Pourquoi la plupart des accords bidirectionnels échouent, et le schéma est prévisible
Malgré l'alignement structurel des intérêts, les accords pharma bidirectionnels échouent régulièrement. Les modes d'échec suivent un schéma cohérent. Les attentes mal alignées sur les délais réglementaires créent la première catégorie de rupture : l'entreprise MENA sous-estime le délai d'enregistrement SFDA du produit licencié, l'entreprise occidentale sous-estime la complexité d'adapter son dossier réglementaire existant aux exigences de soumission MENA, et la structure de paiement des jalons convenue à la signature devient impossible à exécuter selon le calendrier prévu. Un retard réglementaire de 12 à 18 mois peut structurellement compromettre un accord de licence dont le modèle financier reposait sur des hypothèses différentes.
Des frontières de propriété intellectuelle mal définies créent la deuxième catégorie d'échec.

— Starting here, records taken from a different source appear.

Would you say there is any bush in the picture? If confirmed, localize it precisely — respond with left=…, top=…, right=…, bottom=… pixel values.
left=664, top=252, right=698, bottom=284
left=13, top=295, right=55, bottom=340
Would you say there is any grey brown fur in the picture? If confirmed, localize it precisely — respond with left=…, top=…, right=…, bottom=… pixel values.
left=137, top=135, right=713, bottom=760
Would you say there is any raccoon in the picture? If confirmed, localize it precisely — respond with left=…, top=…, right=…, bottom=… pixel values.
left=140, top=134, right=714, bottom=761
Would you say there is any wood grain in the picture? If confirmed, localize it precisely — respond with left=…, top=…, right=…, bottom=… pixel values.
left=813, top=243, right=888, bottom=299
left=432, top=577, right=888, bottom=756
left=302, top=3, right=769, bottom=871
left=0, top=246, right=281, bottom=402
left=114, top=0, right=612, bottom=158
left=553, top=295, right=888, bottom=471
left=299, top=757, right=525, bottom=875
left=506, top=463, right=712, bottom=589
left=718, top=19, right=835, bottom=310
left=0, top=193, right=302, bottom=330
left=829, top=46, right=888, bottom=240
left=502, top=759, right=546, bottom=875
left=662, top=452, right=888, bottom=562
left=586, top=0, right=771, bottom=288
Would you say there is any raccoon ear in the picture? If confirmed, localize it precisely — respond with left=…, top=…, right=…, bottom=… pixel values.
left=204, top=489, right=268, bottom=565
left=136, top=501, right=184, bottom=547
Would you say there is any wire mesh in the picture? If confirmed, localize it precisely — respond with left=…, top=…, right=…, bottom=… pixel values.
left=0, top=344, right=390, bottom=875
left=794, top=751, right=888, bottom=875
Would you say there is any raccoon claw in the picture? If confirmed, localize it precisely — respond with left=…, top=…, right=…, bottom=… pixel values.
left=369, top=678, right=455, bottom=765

Dans la licence pharmaceutique transfrontalière, la question de la propriété, la molécule originale, les améliorations de fabrication, les adaptations de formulation spécifiques au marché, les données cliniques générées localement, doit être résolue au stade de la lettre d'intention avec un langage explicite pour chaque catégorie de propriété intellectuelle. Les accords qui diffèrent ces questions à la documentation définitive produisent systématiquement des différends une fois que le partenariat entre en phase de commercialisation.
Le désalignement culturel dans la négociation et dans la gestion du partenariat post-signature crée la troisième catégorie d'échec. Les partenaires commerciaux MENA sélectionnés sur la base d'une première rencontre favorable et d'une relation personnelle solide, sans une due diligence opérationnelle rigoureuse, sous-performent fréquemment une fois que la relation passe de l'enthousiasme pré-accord à la pression d'exécution post-signature. Les entreprises qui concluent régulièrement des accords bidirectionnels fructueux partagent une caractéristique : elles travaillent avec des conseillers ayant une expérience opérationnelle réelle des deux côtés de la transaction.
À quoi ressemble une structuration correcte
Un partenariat pharma bidirectionnel durable commence par une qualification des partenaires qui va au-delà de la due diligence financière. Elle englobe l'évaluation des capacités réglementaires, l'évaluation de la discipline en matière de gestion de la PI, la cartographie de l'infrastructure commerciale et, de manière critique, l'alignement culturel et du style de prise de décision. L'accord qui émerge de ce processus aborde la définition du territoire avec des jalons de performance au niveau sous-régional, l'allocation de la PI avec un langage explicite pour chaque catégorie d'amélioration co-développée, les obligations de jalons réglementaires avec des délais définis et des conséquences en cas de non-performance, et des mécanismes de sortie qui protègent les deux parties si les conditions commerciales changent matériellement.
Sources : IQVIA Rapport sur le marché pharmaceutique MENA 2024 ; Lignes directrices SFDA en matière de licence ; Cadres de licence et de distribution EMA ; Atlas du Diabète IDF 2023 ; OMS Estimations mondiales de la santé 2024.